Athenian’s Society of NY Celebrates Greek Independence Day with Cultural Evening (Pics)

March 19, 2019

ASTORIA – In celebration of Greek Independence Day, March 25, 1821, the Athenian’s Society of New York presented a cultural evening which including the screening of a historical documentary, Walks in Ottoman Athens, and an art exhibition featuring works by eight artists from the community on March 17 at the Kefalonian Society of America “Kefalos” in Astoria.

The program began with welcoming remarks by the Athenian’s Society President Vana Kontomerkou who also presented an introduction to the history of Athens as a prelude to the documentary film screening. The documentary featured Dr. Maria Efthymiou, Professor at the University of Athens, discussing the history of the Greek capital city through the years of Ottoman oppression and the Greek War of Independence and into the modern era. Most of those in attendance appreciated the documentary and the professor’s perspective, but some criticized the film as being “too soft” on the Ottoman Empire.

Dr. Efthymiou’s discussion in the film was highlighted with visits to well-known and some not so well-known sites in Athens, bringing the historic city, its social strata, and its culture in previous centuries to life. Among the places visited, the Church of St. Demetrios where Athanasios Diakos, one of the heroes of 1821, actually served as Diakos (Deacon). Efthymiou noted that not only is Athens a symbol of Greece, but it is also a cherished symbol for all of western civilization.

A reception with coffee and desserts followed the documentary which was then followed by the art exhibition and a presentation by the artists.

Society President Kontomerkou thanked all those present for participating in the cultural evening and especially thanked the Kefalos Society for the space. She then introduced Dora Lagos, Athenian’s Society Board Member, who introduced the artists.
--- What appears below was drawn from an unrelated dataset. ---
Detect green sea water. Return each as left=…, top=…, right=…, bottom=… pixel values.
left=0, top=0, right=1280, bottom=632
The first artist presented was Fr. Ioannis Antonopoulos, whose charming oil paintings inspired by Greek nature were on display. He noted that the couch does a great deal of harm and keeping active through the arts is important for health, well-being, and the soul. Fr. Antonopoulos pointed out that he is 85 years old and we should honor God’s gift, art, whether it is painting, singing, attending art exhibitions because these things make life worthwhile.
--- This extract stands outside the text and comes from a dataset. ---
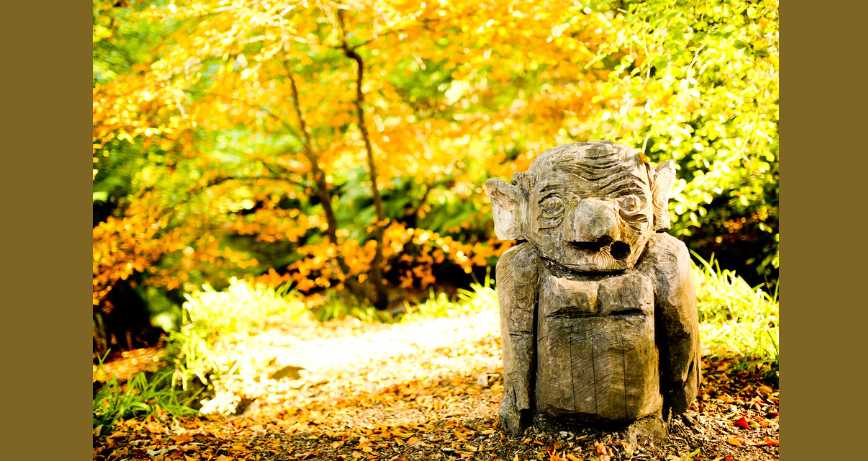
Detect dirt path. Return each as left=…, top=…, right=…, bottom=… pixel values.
left=94, top=312, right=779, bottom=461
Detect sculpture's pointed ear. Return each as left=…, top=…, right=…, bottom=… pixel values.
left=485, top=179, right=527, bottom=240
left=651, top=160, right=675, bottom=231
The youngest artist, 11-year-old Melina Cantagallo, who happens to be the granddaughter of another artist in the exhibition, Anna Neofotistos, gave her presentation next. Cantagallo spoke in Greek about her love of art and painting in particular and pointed out that most of the works on display in this exhibition were created at home, but she also has a folder of works she created at school for those interested in seeing more of her work. Cantagallo’s acrylic and watercolor paintings on canvas and paper show an extraordinary maturity for such a young artist. Neofotistos told The National Herald that granddaughter Melina has been accepted into National Youth Leadership Forum: Pathways to STEM program at St. John’s University this summer.

Dominici Chontrogiannis presented her decorative candles which she creates using soothing scents. Artist and teacher Efterpi Giatrakis then spoke about her enchanting works, acrylic and oil paintings on wood, pointing out that she makes old wood items look new and new items look like antiques, transforming them through her art.

Anna Neofotistos with beautiful acrylic paintings on canvas and classically-inspired sculptures on display in the exhibition, demonstrating an impressive versatility, spoke about how her artistic journey began at a young age on her native island of Skopelos. She noted that although the path of art may be one that you travel alone, you are never lonely, since art is always with you. Neofotistos also pointed out that this is not the first exhibition for her granddaughter Melina, who also exhibited work with her at age six. With an impressive array of acrylic, oil, and watercolor paintings in the exhibition, Yiannis Nomikos noted that he started out in ceramics and then later began painting. He studied at the Art Students League in Manhattan and has painted many works for the Greek community. His painting of fresh figs led one viewer to comment that the figs were so realistically depicted they looked good enough to eat. Nomikos has a studio in New York and in Greece where he will soon be traveling to prepare for upcoming exhibitions.

Athenian’s Society Executive Board Secretary Marianthi Papafragkou spoke about her unique copper art pieces and the ancient roots of the art form, while the final artist presentation was by the Society’s Vice President Τasos Mouzakis whose paintings feature themes from nature and life.

Society President Kontomerkou gave the closing remarks, thanking all those present for attending the cultural evening and supporting the arts in the community.